Is that unusual? Or painfully ordinary?

Also…why did you just tell, like, literally EVERYONE that you fizzle on things? Is that how readership works?

And with that little window to my neuroses, I welcome you, friend(s), to my book blog.

This may be a little different than other book blogs you find out there–at least I hope that’s the case. On the base level, it’s a space to chronicle my goal for 2019: to read (at least) a book a week and to share my thoughts on what I find.

That’s the base level. And it’s fine and all. But I wanted to do so much more than simply breaking out of my multi-year reading slump–not to mention my multi-year writing slump. I wanted to do more than read a certain number of books and write little book reports on them. I wanted to stumble on new stories and new ideas from people I’ve never considered. I wanted to discover the parts of other people’s minds that strike familiarity in my own. I wanted to lose myself in another world and savor the book hangovers when I leave them. I wanted someone else to read this crazy drivel and say to themselves (or, in a really nice comment, if they so wish) “LOL. Same”.

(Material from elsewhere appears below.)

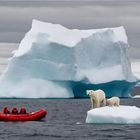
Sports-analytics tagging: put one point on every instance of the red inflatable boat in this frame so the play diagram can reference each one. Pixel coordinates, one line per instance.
(34, 116)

I wanted to be personal and introspective. Or sometimes silly and weird. I picture this place varying from one entry to the next. It’s for me, but I would love it if someone else found something in my words they could cling to.

I’m not a professional. My thoughts are all over the place. I’m a conversational writer. This could possibly be distracting…or enticing. Maybe at least interesting?

So, the takeaway from all of this? I’ve gotten some great recommendations from some amazing people and I’m really excited to start devouring books and sharing my crazy thoughts on them. I might gush like a girly-girl sometimes. I might be cynical and snarky. I might spend paragraphs and pages in a tangent about some show I’m binge-watching. I will very likely be talking about my cats, which are so much cuter than anyone else’s cats (fight me) and do original and amazing cat-things that no one else is posting everywhere on all social media.

But, ah..the books. It’s always, in some weird way, about the books.

Tomorrow is 2019. I read three beautiful books in the days leading up to the new year, and I’d love to gush about them. After that, my project will begin. I’d like to come here on Tuesdays and check in on how it’s going. I’d like to promise structure, but then I’d laugh, you’d laugh, I’d cry a little…and we would all awkwardly stare at each other.

Which might be good material, depending on what y’all are looking for

And so, I’ll see some or none or one of you here tomorrow!

Thank you for visiting….and please, feel free to watch this space!